[Trennmuster] Hyphenation patterns
Werner LEMBERG
wl at gnu.org
Mi Mär 14 17:51:09 CET 2012
>> BTW, does your grammar support multiple hyphenation marks at one
>> place, this is, things like `==.'?
>
> No. Should it? when do you use it? Shouldn't it be ... in that
> case?
The idea is that it makes sense to add more information to the word
list. In particular, it requires only a small amount of additional
tagging so that the list can be used to decide whether `ſ' or `s' must
be used if the text is typeset in Fraktur.
Example: At the border of components in a compound word, no `ſ' is
used. To make this work reliably, such components are tagged with,
say, `='. However, it might still happen that this hyphenation point
is not desired, so we need `=.' to mark this.
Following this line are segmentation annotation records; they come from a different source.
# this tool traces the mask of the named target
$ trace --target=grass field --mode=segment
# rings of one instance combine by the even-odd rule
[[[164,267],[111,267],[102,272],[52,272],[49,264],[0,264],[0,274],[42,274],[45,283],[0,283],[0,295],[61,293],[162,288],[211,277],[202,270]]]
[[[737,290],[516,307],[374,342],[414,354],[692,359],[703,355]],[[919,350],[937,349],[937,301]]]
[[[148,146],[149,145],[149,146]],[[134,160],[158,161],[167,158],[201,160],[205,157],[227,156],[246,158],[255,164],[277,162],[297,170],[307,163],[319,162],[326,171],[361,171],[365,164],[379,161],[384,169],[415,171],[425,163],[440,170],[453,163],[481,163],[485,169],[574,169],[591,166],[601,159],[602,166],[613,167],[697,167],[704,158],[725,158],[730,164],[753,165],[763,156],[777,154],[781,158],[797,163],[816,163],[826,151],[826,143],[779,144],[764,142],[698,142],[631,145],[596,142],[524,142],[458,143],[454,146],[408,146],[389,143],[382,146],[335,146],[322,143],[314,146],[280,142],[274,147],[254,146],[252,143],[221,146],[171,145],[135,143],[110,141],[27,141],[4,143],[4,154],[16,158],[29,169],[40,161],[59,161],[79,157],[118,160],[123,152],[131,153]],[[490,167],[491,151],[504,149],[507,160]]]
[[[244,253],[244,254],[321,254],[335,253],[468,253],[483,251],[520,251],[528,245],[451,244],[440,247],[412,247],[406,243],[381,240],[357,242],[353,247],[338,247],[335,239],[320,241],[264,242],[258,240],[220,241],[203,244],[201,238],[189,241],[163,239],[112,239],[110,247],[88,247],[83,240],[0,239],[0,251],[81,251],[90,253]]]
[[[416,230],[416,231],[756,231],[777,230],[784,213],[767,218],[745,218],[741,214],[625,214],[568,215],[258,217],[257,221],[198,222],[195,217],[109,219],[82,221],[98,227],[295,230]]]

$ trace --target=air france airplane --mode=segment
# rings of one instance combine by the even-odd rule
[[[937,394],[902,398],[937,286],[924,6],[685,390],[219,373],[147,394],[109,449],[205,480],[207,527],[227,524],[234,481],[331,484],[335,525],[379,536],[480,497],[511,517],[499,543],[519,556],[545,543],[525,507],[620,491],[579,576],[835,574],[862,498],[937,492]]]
In a previous mail I've
already mentioned that `.' is actually a shorthand for `-.' (using the
current tagging characters of the German word list).
So `=' and `.' belong to different classes (grammatical
vs. aesthetical), transporting different information.
>> Bra-bant % Noord-Brabant
>
> I have seen the nine comments in wortlist. These are only for the
> editors, correct?
No, these comments are for everyone, denoting special cases,
exceptions, etc.
> The thing is that most of these words in Dutch are not fully
> qualified words of their own. :( We have some very ugly combinations
> and a lot of variations.
This is of no importance to patgen.
> Sometimes they are loanwords or foreign expressions that do not
> exist outside a compound. They need a hyphenation pattern in the
> compound. Especially foreign words that would be hyphenated
> incorrectly by Dutch rules, rules extracted from Dutch words or they
> could be by accident written identically to another Dutch word with
> of course different hyphenation. Therefore we need to be able to
> explicitly provide pattern.
Hmm. Let's assume the word
foobar-baz
exists in Dutch, and `foobar' is not a stand-alone word. Why is it
problematic to have two entries `foobar' and `baz' in the word list
(with some comments to explain the origin)? Even if there might exist
valid Dutch words `fooba' and `foobarr' with a different hyphenation,
everything can coexist in the word list.
Or does the case exist that, for example, you hyphenate `foo-bar#baz',
but a standalone `foobar' would be hyphenated as `foob-ar'? I really
doubt that.
> At the moment we have about 6000 words that contain a hyphen in the
> normal form and some are used very often. These can be broken down
> into several categories. I will give you some examples.
Thanks. Could you please analyze whether there are conflicts in the
hyphenation of the components, this is, whether there are cases
`foo-bar' vs. `foob-ar' as outlined above?
> Another one is
>
> zwart-wittelevisie;zwart#wit==te-le-vi-sie
>
> which means black-and-white television, also 'wittelevisie' is not a
> Dutch word. Here == has higher prio as #
Hmm. Looking this up with google, I can only find
zwart-witte televisie
The word `zwart-wittetelevisie' has *not a single* hit! Is this
really a correct entry?
> I think ~ is a good one.
I like it too, but it is probably a bit too similar to `-'.